Rifiuti organici, allarme qualità: nel 2022 oltre il 7% di materiali non compostabili

di Luigi Palumbo 05/07/2023

Peggiora la qualità dei rifiuti organici da raccolta differenziata. Secondo Legambiente nel 2021 il 17% del totale trattato dagli impianti era frazione di scarto. Nel solo umido domestico, dice il CIC, si è arrivati al 7,1% di materiali non compostabili. Valeria Frittelloni: “Le frazioni estranee aumentano invece di diminuire”

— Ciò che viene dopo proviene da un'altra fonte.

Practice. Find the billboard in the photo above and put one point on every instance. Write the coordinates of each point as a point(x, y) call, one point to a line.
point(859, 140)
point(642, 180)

Lettiere e pannolini, ma anche vetro e metalli. E poi la plastica, tanta plastica, soprattutto quella dei sacchetti. Nei nostri rifiuti organici da raccolta differenziata sta aumentando la quota di materiale che non é né organico né tanto meno compostabile, e che finisce per compromettere la qualità del trattamento. Con costi altissimi a carico degli operatori. A fronte di 8,3 milioni di tonnellate di rifiuti gestiti, nel 2021 i 355 impianti autorizzati hanno generato 1,4 milioni di tonnellate di scarti, pari al 17% del totale trattato. Da separare e avviare a recupero energetico o smaltimento. I numeri sono quelli di un’analisi di Legambiente presentata in occasione dell’Ecoforum annuale sull’economia circolare. “Solo un impianto su quattro, ovvero il 27% – spiega Andrea Minutolo, responsabile scientifico dell’associazione del cigno verde – ha registrato in uscita scarti inferiori al 2,5%. Il 50% degli impianti registra scarti che vanno dal 15% in su – dice Minutolo – singoli impianti addirittura arrivano all’80-85%. Praticamente come non aver fatto la raccolta differenziata”.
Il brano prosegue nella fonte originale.